Here I try to lay out a proof of progressive taxation, and then expand that to a model demonstrating what a 15% taxable profit margin between productive business and financial investment has done to our economy.
Then I work on showing why the Federal Reserve should work towards inflation to help solve this, while the Federal Reserve is incapable of resolving it alone. That bit is a work in progress that I'm trying to get back to, so feel free to pitch in your thoughts!
If a trucker is making 5 cents per dollar of wear on a road but his trucking company makes 50 cents per dollar of wear, the trucking company's income needs to be taxed at a higher rate than the truckers in order to fairly maintain the road.
Of you tax both at 10%, and each make $100, you now have $20 to repair $55 in wear on the road.
And if the trucking company pays for ads and lobbies congress to convince people that social insurance programs, not low tax rates, are bankrupting this country, then that company is attempting to profit by exploiting the lower classes who pay into and rely on those social insurance programs.
Having established the mathematical fairness of progressive taxation, let's look at the Laffer curve and the claim that lowering taxes can raise tax revenues. Let's start by balancing trucker and trucking company tax rates at 20% for truckers and 35% for companys, so now we are at least paying the system what we owe.
That company then goes to Bush Jr. and says "hey, if you lower my taxes I'll be able to hire more people and do more business, which will raise your total revenues!". So let's lower taxes on the company, just to 5%. How is this company's expanded business going to increase revenues, if every $100 of business they do now leaves a $5 deficit? It doesn't. Simple. The only way this can work is if taxes were already too high, and the only way to really tell if they are too high is to observe how the debt/GDP ratio reacts to a change.

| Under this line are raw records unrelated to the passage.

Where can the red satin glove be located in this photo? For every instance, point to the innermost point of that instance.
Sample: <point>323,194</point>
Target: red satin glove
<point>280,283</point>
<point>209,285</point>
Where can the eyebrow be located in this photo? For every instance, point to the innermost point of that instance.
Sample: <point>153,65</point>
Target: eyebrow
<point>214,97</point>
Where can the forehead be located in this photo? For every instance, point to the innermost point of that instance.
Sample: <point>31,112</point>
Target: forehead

It is abundantly clear that debt-to-GDP exploded as soon as Bush Jr.'s tax breaks were passed. So, did tax cuts improve revenues? Or even productivity? Only if you never intended on paying the bill.
http://www.angrybearblog.com/...
If taxes WERE too high, there would have been a systemic deficit on the business side, reducing the total amount of business they are doing. However, bringing taxes too low results in the same behavior, because businesses then find they don't have to do as much business to make the same profit. This may not inhibit all expansion, but any rational participant will take a safer road to higher profits and simply not expand rather than take unnecessary risks.
And to get into Bush Jr.'s tax cuts specifically, they simultaneously made financial investments much more attractive to those interested in acquiring risk. These combined, deficit exploding incentives to make investments and disincentives to expand productive business, compose a new financial system that manages a massive and continual concentration of wealth without seriously disturbing price stability.
This means
A: people are profitting from this idiocy and
B: disrupting price stability is a very accessible way for our society to break this system, but not necessarily fix it.
To clarify, there are instances of such robber-barony backfiring, Jay Gould's run on the gold market being an excellent example. But under the gold reserve this was like running a speculation bubble on your own national currency - not so smart because the market value of the money you just made goes nuts. In the current case, the price-defining mechanism between Federal Reserve and open market is still intact and working to keep prices stable as all non-speculative investment increasingly goes to U.S. Treasuries boosting their value and deflating the currency, and the Fed rides zero-interest to keep basic liquidity thus fending off the deflation.
So to think the inflation situation through, there are 2 possible layouts: 1 is an optimization problem much like the Laffer curve, where you have imports and exports, debt and savings - inflation reduces imports and brings up exports, reduces both debt and savings; 2 is the figuring out what available metric would have to be met to even generate monetary inflation at this point, after 3 years of QE brought none, and if that is another influence on how problem 1 works.